Edward Yeo-Thomas

Edward Yeo-Thomas was born in London on 17th June 1902. The family moved to Dieppe in France and at the age of sixteen he lied about his age in order to participate in the First World War and in 1918 served as a dispatch rider.

Yeo-Thomas fought with the White Army in Poland during the Russian Civil War in 1919. Captured by the Red Army he only escaped execution by strangling a guard. After returning to France he did a variety of jobs before finding work in a fashion house in 1932.

In 1939 Yeo-Thomas joined the Royal Air Force. He was considered to be too old for flying duties was was instead recruited as intelligence officer.

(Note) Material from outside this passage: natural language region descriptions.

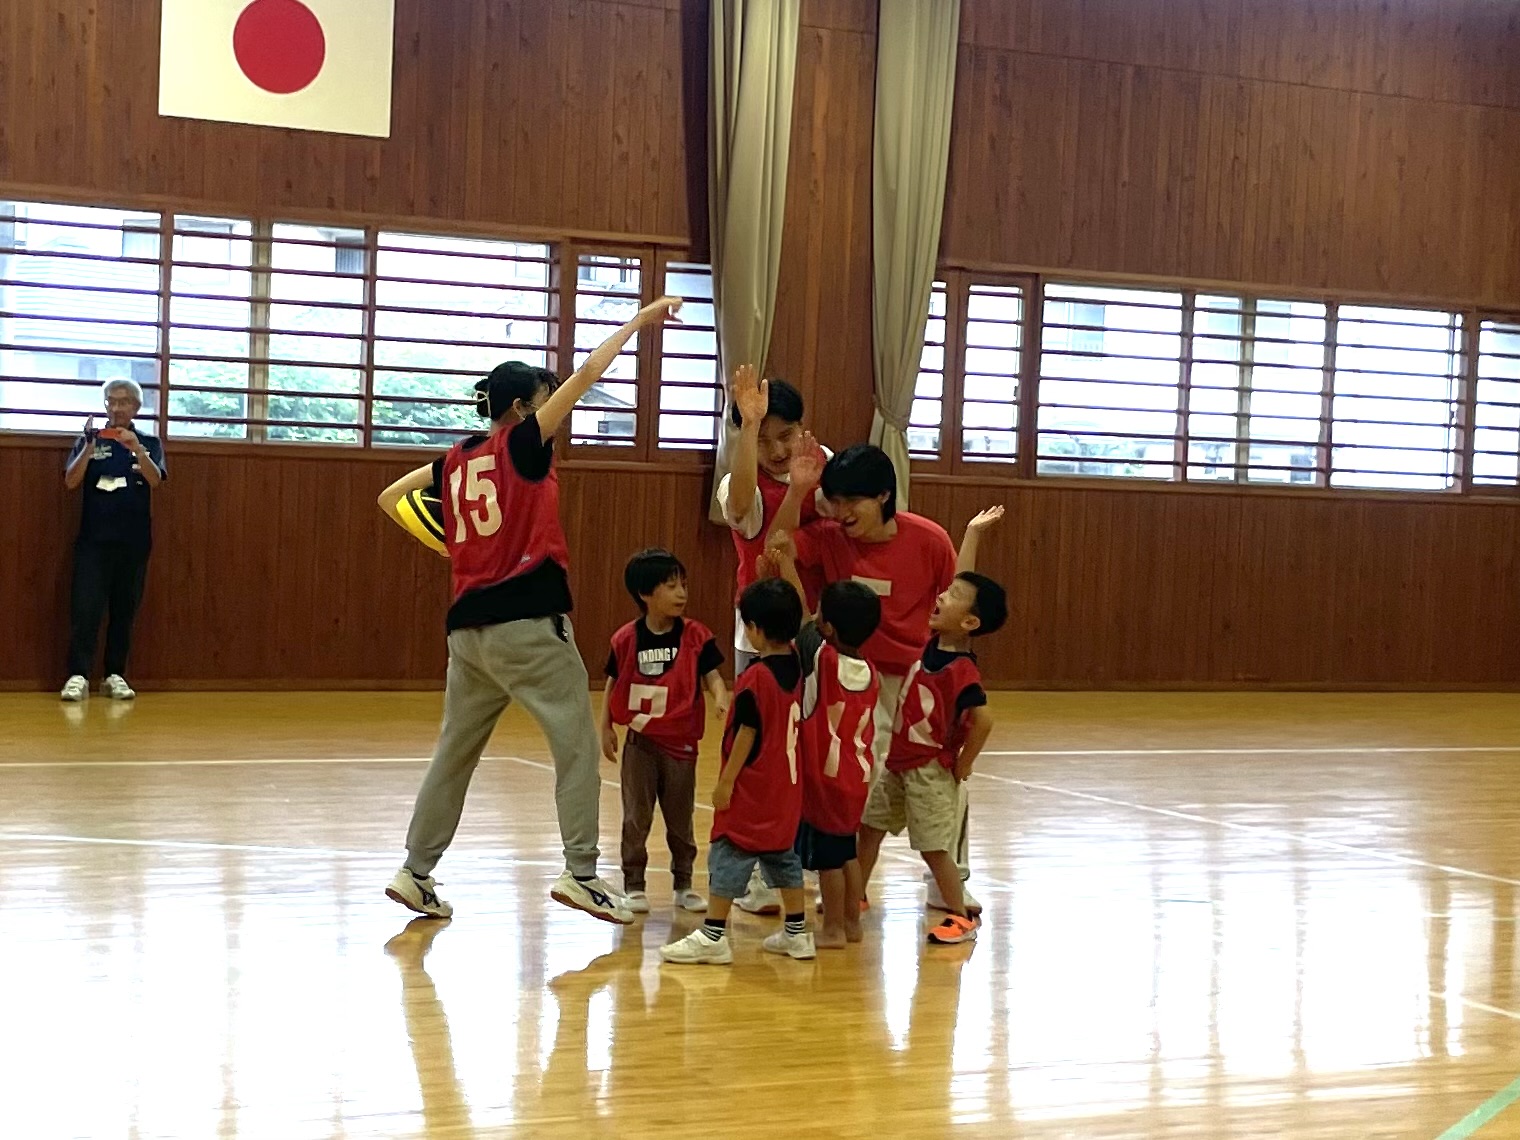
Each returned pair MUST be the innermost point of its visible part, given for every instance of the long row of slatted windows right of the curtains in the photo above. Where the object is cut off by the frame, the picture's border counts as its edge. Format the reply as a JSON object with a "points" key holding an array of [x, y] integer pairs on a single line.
{"points": [[1214, 388]]}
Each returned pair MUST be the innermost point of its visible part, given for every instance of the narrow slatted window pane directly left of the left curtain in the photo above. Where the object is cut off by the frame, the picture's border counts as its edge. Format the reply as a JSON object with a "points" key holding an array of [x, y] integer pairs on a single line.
{"points": [[691, 388]]}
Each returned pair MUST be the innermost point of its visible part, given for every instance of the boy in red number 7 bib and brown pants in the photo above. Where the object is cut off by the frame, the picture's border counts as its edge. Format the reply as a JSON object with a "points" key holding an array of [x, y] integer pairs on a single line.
{"points": [[656, 674]]}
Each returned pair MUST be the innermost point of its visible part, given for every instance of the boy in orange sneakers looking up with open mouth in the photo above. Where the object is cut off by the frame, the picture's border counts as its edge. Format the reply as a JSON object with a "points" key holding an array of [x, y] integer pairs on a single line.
{"points": [[940, 729]]}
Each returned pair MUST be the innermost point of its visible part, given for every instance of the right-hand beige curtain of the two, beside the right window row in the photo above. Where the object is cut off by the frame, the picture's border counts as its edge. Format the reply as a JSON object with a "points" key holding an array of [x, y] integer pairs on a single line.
{"points": [[916, 54]]}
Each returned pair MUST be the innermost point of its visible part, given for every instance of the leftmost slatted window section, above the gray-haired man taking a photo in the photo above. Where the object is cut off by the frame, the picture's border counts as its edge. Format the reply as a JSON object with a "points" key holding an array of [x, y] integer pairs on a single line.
{"points": [[75, 312]]}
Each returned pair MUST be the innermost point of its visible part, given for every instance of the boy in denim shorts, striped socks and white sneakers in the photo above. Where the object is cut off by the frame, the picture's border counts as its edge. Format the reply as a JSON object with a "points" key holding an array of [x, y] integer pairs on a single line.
{"points": [[759, 797]]}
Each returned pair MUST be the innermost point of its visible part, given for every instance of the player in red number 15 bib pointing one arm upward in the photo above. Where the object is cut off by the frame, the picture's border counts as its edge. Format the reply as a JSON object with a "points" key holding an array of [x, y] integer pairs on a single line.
{"points": [[510, 638]]}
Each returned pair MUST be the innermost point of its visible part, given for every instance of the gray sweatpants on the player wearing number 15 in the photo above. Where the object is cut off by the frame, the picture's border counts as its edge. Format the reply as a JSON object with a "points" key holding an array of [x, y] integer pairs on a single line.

In 1942 he was transferred to the French Section of the Special Operations Executive (SOE) where he became responsible for military planning.

Yeo-Thomas was parachuted into France on 26th February 1943. He joined up with Pierre Brossolette, the leader of the Comité d'Action Socialiste, and attempted to help unify the various resistance groups in France. They paved the way for Jean Moulin to be able to persuade the eight major resistance groups to form the Conseil National de la Resistance (CNR) in May 1943.

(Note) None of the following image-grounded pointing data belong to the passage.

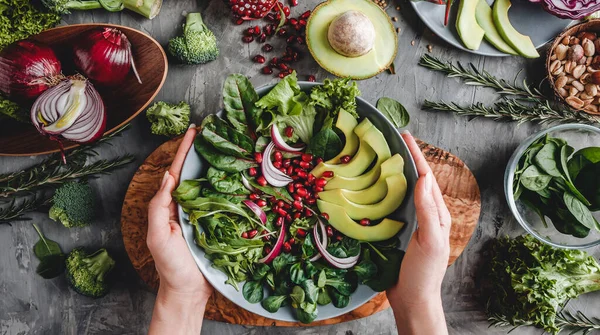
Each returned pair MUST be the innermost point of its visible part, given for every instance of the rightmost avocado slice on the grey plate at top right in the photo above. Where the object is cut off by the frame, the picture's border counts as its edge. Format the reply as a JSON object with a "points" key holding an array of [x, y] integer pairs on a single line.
{"points": [[521, 43]]}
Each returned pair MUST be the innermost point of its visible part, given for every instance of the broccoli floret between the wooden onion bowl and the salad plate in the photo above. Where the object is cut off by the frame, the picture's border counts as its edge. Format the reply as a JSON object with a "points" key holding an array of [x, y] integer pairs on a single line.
{"points": [[169, 119]]}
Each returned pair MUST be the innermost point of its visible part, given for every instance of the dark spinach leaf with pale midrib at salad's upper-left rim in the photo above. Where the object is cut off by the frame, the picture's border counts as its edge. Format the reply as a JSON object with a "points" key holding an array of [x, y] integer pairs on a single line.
{"points": [[226, 139]]}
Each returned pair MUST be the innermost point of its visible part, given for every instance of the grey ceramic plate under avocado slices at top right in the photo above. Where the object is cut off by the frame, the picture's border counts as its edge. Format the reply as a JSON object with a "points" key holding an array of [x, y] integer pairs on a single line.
{"points": [[528, 18]]}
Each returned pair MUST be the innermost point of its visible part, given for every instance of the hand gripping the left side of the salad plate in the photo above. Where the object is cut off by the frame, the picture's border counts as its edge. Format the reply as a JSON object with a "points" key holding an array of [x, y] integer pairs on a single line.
{"points": [[178, 272]]}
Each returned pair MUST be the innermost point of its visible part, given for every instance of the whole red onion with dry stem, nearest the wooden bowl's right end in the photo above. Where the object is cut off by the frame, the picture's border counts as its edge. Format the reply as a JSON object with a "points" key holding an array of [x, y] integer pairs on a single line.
{"points": [[104, 56]]}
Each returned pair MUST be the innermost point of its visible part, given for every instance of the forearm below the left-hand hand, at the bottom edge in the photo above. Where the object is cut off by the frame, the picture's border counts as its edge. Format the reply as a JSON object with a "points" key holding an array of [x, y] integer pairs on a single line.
{"points": [[177, 314]]}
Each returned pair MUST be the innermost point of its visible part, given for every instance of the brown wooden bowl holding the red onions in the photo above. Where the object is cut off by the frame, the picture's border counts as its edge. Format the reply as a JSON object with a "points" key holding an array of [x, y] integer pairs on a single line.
{"points": [[123, 102]]}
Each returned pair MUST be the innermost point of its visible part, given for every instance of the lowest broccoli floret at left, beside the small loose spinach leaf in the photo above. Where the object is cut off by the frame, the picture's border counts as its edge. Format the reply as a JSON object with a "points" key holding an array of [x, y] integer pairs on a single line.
{"points": [[86, 273]]}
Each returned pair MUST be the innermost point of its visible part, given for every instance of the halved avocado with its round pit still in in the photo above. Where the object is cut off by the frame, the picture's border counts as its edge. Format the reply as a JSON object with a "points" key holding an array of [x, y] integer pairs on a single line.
{"points": [[359, 56]]}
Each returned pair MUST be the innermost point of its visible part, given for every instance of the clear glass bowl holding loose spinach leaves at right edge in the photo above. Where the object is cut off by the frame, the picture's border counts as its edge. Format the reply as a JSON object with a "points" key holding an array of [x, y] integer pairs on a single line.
{"points": [[578, 136]]}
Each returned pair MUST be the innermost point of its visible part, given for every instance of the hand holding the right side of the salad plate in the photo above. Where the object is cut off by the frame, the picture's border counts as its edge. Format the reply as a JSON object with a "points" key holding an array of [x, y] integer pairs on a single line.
{"points": [[426, 258]]}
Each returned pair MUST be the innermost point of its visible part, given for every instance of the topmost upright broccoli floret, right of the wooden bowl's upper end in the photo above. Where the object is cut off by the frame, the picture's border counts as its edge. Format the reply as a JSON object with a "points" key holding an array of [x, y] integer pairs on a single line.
{"points": [[197, 45]]}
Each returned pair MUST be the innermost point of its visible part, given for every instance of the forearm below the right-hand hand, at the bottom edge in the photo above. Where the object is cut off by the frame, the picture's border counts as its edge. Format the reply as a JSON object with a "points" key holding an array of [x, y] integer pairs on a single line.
{"points": [[423, 319]]}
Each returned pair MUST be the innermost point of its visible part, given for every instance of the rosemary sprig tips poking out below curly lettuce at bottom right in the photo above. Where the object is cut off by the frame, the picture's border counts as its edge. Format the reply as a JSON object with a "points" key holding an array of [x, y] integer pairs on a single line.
{"points": [[565, 321]]}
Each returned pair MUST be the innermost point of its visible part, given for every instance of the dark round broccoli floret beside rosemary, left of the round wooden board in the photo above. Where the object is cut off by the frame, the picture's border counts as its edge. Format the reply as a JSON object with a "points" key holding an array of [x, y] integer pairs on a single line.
{"points": [[73, 205]]}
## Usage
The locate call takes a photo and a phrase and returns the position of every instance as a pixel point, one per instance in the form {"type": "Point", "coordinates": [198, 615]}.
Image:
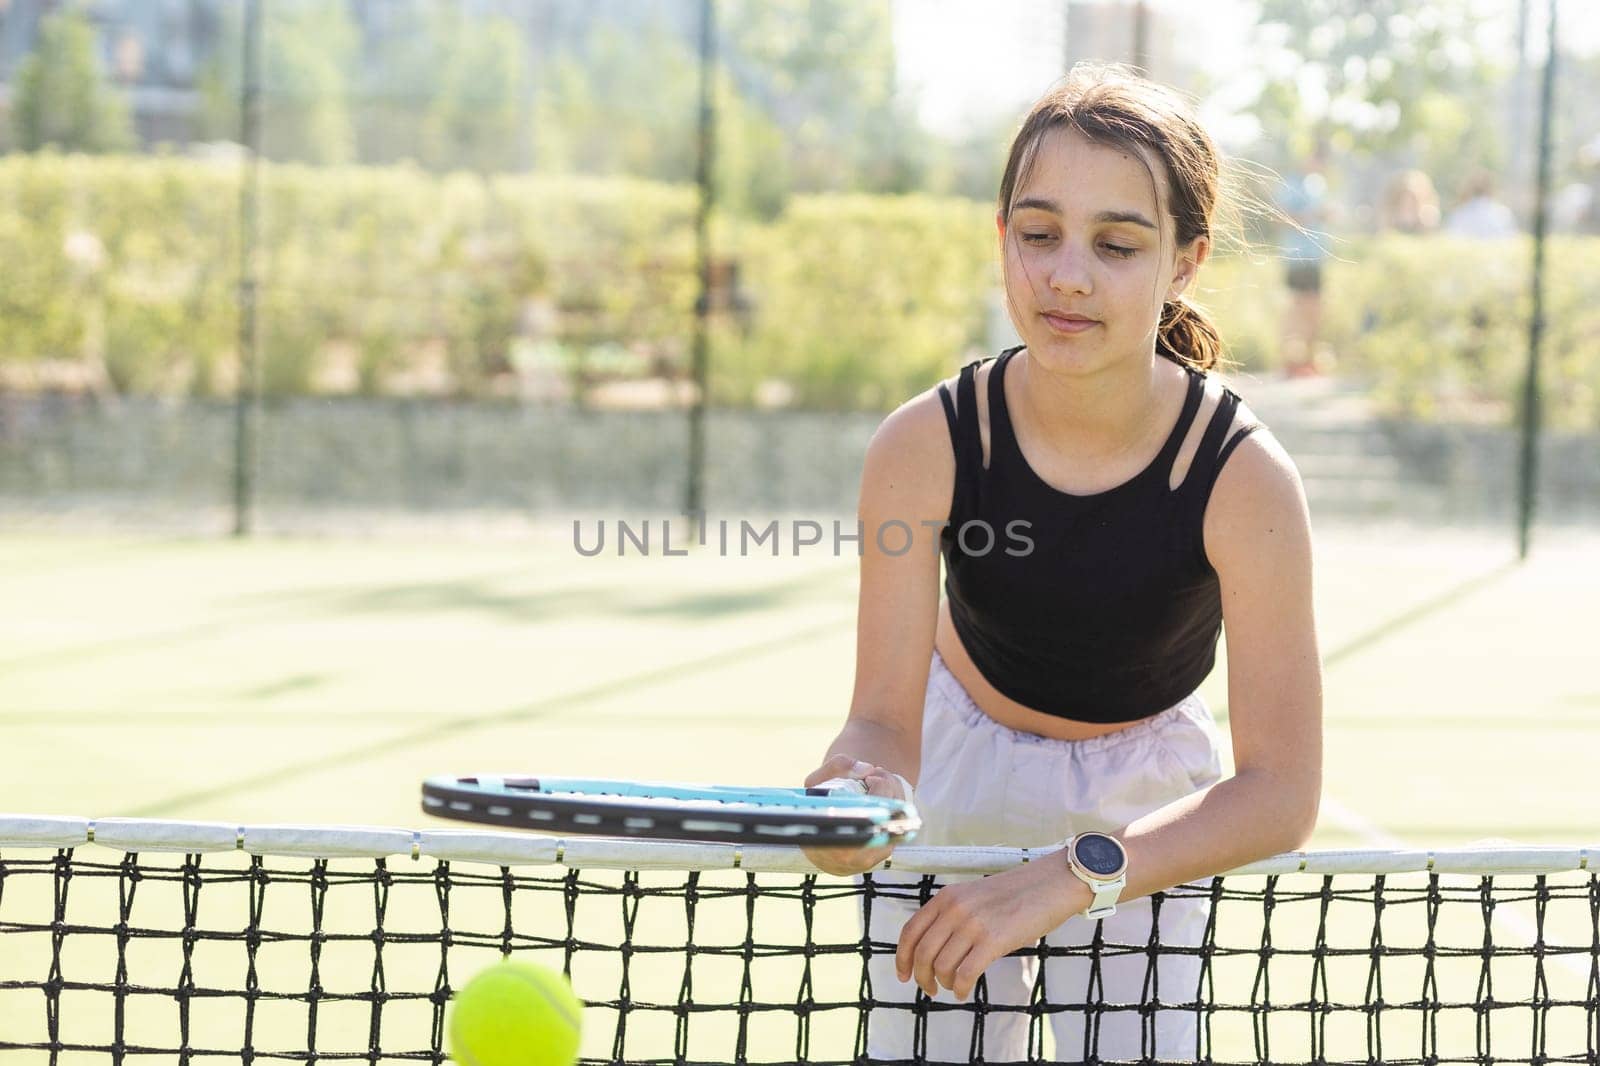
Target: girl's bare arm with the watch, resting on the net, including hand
{"type": "Point", "coordinates": [1258, 539]}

On 7th June 1943, René Hardy, an important member of the resistance in France, was arrested and tortured by Klaus Barbie and the Gestapo. They eventually obtained enough information to arrest Jean Moulin and Charles Delestraint. Moulin died while being tortured and Delestraint was sent to Dachau where he was killed near the end of the war.

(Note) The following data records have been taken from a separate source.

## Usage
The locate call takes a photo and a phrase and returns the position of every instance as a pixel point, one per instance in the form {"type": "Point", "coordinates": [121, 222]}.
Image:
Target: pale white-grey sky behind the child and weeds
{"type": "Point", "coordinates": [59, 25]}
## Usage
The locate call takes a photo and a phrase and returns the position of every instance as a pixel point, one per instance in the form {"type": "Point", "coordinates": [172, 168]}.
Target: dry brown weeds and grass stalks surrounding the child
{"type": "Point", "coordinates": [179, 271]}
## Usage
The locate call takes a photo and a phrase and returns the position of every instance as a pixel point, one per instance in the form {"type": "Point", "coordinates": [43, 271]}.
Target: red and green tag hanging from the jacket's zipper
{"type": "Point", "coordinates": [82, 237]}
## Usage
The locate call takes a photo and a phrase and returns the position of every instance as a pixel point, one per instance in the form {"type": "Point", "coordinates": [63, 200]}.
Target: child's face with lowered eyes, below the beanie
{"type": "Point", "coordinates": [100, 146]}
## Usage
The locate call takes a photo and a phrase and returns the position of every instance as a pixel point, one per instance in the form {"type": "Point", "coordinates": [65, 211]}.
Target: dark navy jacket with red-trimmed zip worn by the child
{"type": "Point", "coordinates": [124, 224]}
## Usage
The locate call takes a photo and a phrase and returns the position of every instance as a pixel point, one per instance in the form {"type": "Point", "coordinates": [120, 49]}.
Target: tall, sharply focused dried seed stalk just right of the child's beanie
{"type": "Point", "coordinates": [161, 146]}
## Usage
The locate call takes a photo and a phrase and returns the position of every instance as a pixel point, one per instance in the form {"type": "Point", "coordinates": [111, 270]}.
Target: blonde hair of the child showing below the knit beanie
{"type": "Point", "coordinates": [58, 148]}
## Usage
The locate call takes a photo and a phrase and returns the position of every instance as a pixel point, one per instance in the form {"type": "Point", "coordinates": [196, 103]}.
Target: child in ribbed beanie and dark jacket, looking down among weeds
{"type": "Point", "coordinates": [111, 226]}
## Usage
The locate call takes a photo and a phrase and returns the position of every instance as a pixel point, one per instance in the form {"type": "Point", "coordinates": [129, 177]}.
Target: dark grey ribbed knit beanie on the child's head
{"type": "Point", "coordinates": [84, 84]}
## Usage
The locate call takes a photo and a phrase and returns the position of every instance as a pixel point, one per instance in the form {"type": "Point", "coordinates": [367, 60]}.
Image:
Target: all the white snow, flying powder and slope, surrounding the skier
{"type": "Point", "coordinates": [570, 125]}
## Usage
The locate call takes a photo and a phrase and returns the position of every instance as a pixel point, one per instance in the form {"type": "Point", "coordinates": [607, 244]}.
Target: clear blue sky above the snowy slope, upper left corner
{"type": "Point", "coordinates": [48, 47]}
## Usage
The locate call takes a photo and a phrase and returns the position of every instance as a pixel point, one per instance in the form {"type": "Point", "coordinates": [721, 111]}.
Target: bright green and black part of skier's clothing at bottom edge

Yeo-Thomas and Pierre Brossolette were in London at the time of these arrests and in September 1943 they returned to France to reorganize the French Resistance.

Back in England he met Winston Churchill who he eventually convinced to provide more financial and logistical support for the resistance. When he heard that Pierre Brossolette had been arrested he went back to France in an attempt to rescue him. This ended in failure and Yeo-Thomas was himself arrested by the French police while Brossolette committed suicide while being tortured by the Gestapo.

Yeo-Thomas was tortured in Fresnes Prison. He noticed that his German interrogators made a practice, whenever he was about to faint with pain, plunged him in cold water in order to revive him. He therefore carefully observed his own symptoms as he was about to faint and then simulated them in order to reduce the period of torture.

After failing to obtain any information from Yeo-Thomas the Gestapo sent him to Buchenwald Concentration Camp. Just before he was due to be executed Yeo-Thomas, with the help of a German guard, exchanged identities with a prisoner who had died of typhus. He then managed to escape and eventually reached the Allied troops advancing through Nazi Germany.

In 1946 Yeo-Thomas gave evidence that helped to send 22 members of staff at Buchenwald to the gallows. He was awarded the George Cross and the Military Cross by the British government and after returning to France he became the Paris representative of the Federation of British Industries. Edward Yeo-Thomas died on 26th February, 1964.